Una noche hubo mal tiempo y cerramos la puerta del frente: a pesar de no
estar pegados al mar, las olas salpicaban sobre la madera como cientos de
deditos airados. Otra vez, mis primos y mi padre fueron a cazar cangrejos al
litoral de Sardinero y regresaron con dos sacos llenos. Los colocaron en la
cocina para cocinarlos al día siguiente: durante la madrugada los bichos se
escaparon y nublaron todo el piso desde la sala hasta los cuartos. Caminaban
por dondequiera y trataban de treparse a las camas.
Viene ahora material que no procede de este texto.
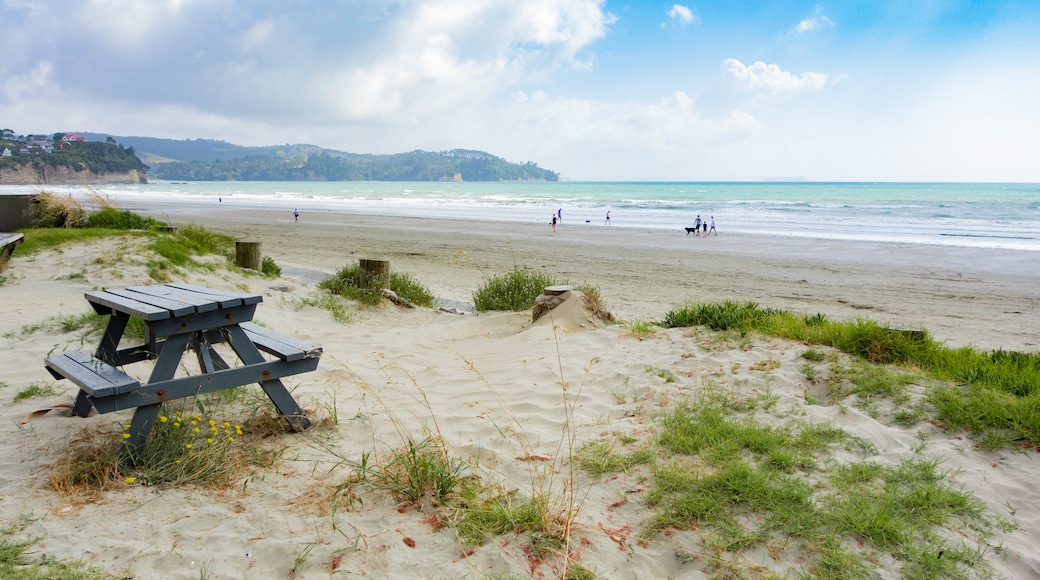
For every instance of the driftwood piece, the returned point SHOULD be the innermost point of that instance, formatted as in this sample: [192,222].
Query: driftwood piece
[393,297]
[248,255]
[374,272]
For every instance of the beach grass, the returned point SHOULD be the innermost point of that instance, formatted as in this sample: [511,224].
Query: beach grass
[514,291]
[187,446]
[743,484]
[18,563]
[351,283]
[994,395]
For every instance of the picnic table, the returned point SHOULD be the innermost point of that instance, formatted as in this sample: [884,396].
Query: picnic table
[176,317]
[7,243]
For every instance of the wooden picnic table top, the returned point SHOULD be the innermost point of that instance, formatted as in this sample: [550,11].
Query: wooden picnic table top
[167,300]
[6,238]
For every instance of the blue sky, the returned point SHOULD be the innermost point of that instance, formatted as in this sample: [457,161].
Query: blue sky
[727,90]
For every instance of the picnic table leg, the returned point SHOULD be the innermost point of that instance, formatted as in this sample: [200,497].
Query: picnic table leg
[275,389]
[82,405]
[144,418]
[110,340]
[140,426]
[209,360]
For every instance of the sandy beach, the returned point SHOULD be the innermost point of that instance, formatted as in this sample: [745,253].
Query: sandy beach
[987,298]
[503,394]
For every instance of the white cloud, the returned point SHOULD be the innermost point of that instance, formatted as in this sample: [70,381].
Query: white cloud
[815,23]
[760,78]
[256,35]
[682,14]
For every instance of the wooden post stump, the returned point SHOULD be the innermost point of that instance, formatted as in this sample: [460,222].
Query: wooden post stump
[248,255]
[374,271]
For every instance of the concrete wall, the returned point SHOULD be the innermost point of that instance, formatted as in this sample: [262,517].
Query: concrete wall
[13,212]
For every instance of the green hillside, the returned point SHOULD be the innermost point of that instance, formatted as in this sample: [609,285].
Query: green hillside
[216,160]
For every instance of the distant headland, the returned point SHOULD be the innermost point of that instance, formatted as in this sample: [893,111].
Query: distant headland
[66,158]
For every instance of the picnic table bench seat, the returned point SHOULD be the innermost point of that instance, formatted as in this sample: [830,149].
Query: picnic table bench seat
[285,347]
[7,243]
[91,374]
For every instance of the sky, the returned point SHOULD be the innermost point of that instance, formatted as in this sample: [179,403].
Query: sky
[936,90]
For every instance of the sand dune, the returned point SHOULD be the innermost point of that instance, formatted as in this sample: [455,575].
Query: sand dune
[503,394]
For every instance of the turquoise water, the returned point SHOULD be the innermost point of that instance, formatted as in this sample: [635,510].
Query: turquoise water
[983,215]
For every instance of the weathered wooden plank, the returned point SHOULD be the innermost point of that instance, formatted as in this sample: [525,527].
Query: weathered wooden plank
[199,302]
[103,300]
[7,238]
[176,308]
[173,389]
[284,347]
[219,295]
[93,375]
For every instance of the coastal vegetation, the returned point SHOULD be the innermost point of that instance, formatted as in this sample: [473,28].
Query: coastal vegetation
[216,160]
[103,157]
[57,219]
[352,283]
[718,456]
[995,396]
[415,165]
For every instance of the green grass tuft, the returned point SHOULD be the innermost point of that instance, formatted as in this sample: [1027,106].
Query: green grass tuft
[348,283]
[515,291]
[997,396]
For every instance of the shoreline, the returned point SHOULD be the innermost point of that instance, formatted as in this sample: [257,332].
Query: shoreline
[964,296]
[514,397]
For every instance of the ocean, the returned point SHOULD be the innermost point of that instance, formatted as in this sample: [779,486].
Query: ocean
[1002,215]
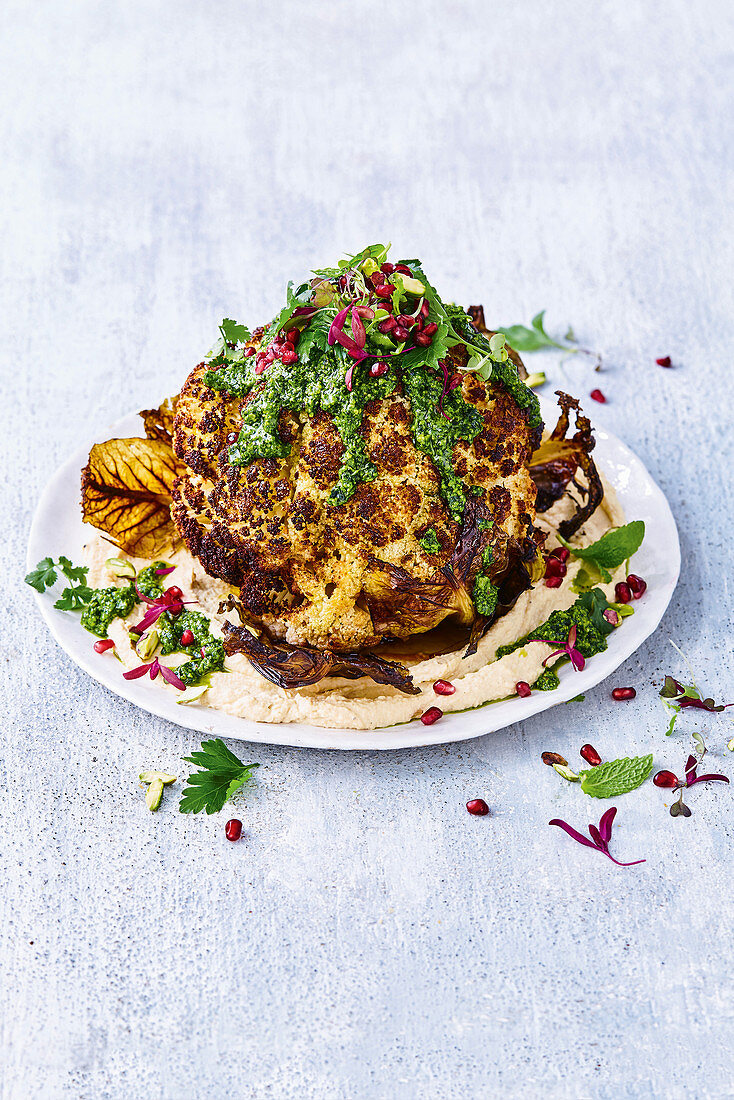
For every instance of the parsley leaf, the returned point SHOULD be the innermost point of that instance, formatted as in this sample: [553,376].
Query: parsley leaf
[222,776]
[43,575]
[612,549]
[615,777]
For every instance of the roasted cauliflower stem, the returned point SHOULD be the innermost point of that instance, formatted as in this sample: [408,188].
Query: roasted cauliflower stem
[419,537]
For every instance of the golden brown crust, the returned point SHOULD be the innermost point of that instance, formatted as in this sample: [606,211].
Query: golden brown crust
[307,570]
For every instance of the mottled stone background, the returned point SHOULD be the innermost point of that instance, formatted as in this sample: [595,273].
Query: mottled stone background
[165,164]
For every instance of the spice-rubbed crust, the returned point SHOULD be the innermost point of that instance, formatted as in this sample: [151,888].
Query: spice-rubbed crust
[315,573]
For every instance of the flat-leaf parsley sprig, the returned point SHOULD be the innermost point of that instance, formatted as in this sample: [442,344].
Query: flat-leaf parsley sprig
[222,774]
[535,338]
[76,595]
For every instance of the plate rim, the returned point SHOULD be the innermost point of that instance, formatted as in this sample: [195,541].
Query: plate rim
[149,697]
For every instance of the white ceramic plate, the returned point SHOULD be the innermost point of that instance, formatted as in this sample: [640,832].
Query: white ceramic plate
[57,529]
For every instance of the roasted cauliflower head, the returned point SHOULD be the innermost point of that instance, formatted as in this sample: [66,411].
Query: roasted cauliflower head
[354,492]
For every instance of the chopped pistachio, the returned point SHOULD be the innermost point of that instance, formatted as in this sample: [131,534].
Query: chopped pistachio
[119,567]
[146,645]
[154,794]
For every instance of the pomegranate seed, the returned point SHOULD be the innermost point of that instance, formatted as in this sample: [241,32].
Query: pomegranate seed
[666,779]
[551,758]
[431,715]
[590,755]
[559,552]
[622,593]
[637,586]
[555,568]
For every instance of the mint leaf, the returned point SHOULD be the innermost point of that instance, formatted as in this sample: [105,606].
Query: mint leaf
[612,549]
[43,575]
[222,774]
[615,777]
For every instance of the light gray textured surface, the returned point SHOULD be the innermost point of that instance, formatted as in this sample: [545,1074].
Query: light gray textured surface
[167,164]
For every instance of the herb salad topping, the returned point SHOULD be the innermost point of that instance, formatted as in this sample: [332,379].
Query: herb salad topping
[353,334]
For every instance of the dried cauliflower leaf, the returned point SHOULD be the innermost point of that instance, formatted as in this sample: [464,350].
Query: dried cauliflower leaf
[159,422]
[126,492]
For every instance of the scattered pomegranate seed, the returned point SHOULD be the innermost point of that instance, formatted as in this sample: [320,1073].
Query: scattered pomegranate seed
[551,758]
[590,755]
[431,715]
[555,567]
[560,552]
[637,586]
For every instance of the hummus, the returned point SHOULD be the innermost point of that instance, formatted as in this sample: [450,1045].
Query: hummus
[361,704]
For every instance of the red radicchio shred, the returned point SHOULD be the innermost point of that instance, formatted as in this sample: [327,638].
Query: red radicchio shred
[358,329]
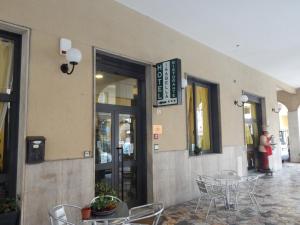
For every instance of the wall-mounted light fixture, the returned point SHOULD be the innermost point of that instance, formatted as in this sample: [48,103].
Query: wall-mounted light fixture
[242,101]
[99,76]
[277,110]
[73,56]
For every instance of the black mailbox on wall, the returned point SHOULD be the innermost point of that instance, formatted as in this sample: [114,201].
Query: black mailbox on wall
[35,149]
A veces, después de comida, las
empleadas Isa y Mimí –hermanas, comiquísimas y no mucho mayores que yo- nos
íbamos al puesto de helados que quedaba como a seis cuadras: era una aventura
aquel paseo por las calles oscuras, con los sonidos de las olas en la playa y
del viento que arrancaba agujas de araucaria. Isa afirmaba que varias iguanas
de diferentes tallas gustaban de correr tras nosotros: nunca las oí ni las vi.
Ese año no quise saber del carnaval: después de haber bajado a Santiago,
regresé a la playa como pude y me quedé con mi madre. El mes de julio del ’59
en Siboney está entre lo mejor de mi vida.